The availability heuristic is a common bias and can be considered in the context of cognitive psychology and behavioural economics. It has major implications for decision making in all domains.
Use the following examples of connected and complementary models to weave availability heuristic into your broader latticework of mental models. Alternatively, discover your own connections by exploring the category list above.
Connected models:
- Fast and slow thinking: the foundation behind cognitive biases.
- The EAST Framework (Nudges): to use biases for change.
- Confirmation bias: reinforcing existing biases.
- Von Restorff effect: where things that stand out from a series of similar elements are more likely to be remembered.
- Mere-exposure effect: where you tend to prefer the familiar.
Complementary models:
- Black swan event: unlikely events suddenly seem likely and even part of a pattern if one has occurred in living memory.
- Diversification: mixing media inputs and even team members can help to interrupt the availability bias.

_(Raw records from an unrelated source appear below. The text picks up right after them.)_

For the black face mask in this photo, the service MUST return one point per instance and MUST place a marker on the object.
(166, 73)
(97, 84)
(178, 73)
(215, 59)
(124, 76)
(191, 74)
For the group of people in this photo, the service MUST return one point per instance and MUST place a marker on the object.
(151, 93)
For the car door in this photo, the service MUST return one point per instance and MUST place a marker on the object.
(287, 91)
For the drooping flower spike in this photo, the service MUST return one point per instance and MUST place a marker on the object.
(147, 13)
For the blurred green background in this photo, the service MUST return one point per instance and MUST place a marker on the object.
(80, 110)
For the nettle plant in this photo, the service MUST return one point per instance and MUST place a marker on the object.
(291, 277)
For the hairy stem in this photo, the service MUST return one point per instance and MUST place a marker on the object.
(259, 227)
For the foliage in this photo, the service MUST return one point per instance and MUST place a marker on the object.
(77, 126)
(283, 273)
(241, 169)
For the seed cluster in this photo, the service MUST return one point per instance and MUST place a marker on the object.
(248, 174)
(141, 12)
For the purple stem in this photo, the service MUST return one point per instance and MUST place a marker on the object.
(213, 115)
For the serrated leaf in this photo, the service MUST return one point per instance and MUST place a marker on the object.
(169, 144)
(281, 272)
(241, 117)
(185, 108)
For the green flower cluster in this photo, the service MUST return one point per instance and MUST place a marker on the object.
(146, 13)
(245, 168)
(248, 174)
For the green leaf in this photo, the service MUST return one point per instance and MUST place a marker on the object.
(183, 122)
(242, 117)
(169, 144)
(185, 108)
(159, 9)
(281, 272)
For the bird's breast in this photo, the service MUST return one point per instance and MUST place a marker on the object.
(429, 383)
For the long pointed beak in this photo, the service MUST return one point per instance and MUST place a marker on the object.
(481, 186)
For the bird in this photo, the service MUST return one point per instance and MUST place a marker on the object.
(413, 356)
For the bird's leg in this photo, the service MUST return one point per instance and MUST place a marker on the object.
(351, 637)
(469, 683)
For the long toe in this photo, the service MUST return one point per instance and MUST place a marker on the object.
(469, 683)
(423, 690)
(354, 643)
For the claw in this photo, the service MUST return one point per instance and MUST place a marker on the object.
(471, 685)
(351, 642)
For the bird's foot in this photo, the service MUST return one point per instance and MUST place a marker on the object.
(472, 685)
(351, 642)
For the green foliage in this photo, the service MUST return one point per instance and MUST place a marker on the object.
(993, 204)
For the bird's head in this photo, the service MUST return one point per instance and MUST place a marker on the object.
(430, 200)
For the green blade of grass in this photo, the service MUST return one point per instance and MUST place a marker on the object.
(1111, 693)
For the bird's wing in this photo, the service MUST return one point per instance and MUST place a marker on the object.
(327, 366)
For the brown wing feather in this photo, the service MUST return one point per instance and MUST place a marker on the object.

- Overton window: the rise and media coverage of social movements or events can shift the window based on availability bias.
- Cialdini’s six principles of persuasion: the availability heuristic potentially impacts several of the principles, particularly consensus, scarcity and commitment.
The availability heuristic was first studied by psychologists Amos Tversky and Daniel Kahneman, who determined that people use readily available facts when judging a situation instead of behaving as rational actors (which had been the predominant view before their work) – they labelled the newly-discovered phenomenon as “availability heuristic” in 1973.
Discover various judgmental heuristics and the biases they produce by reading Judgment Under Uncertainty: Heuristics and Biases, edited by Daniel Kahneman, Paul Slovic, and Amos Tversky. Also, view this in-depth article by marketing specialist Kent Hendricks on Availability Heuristic .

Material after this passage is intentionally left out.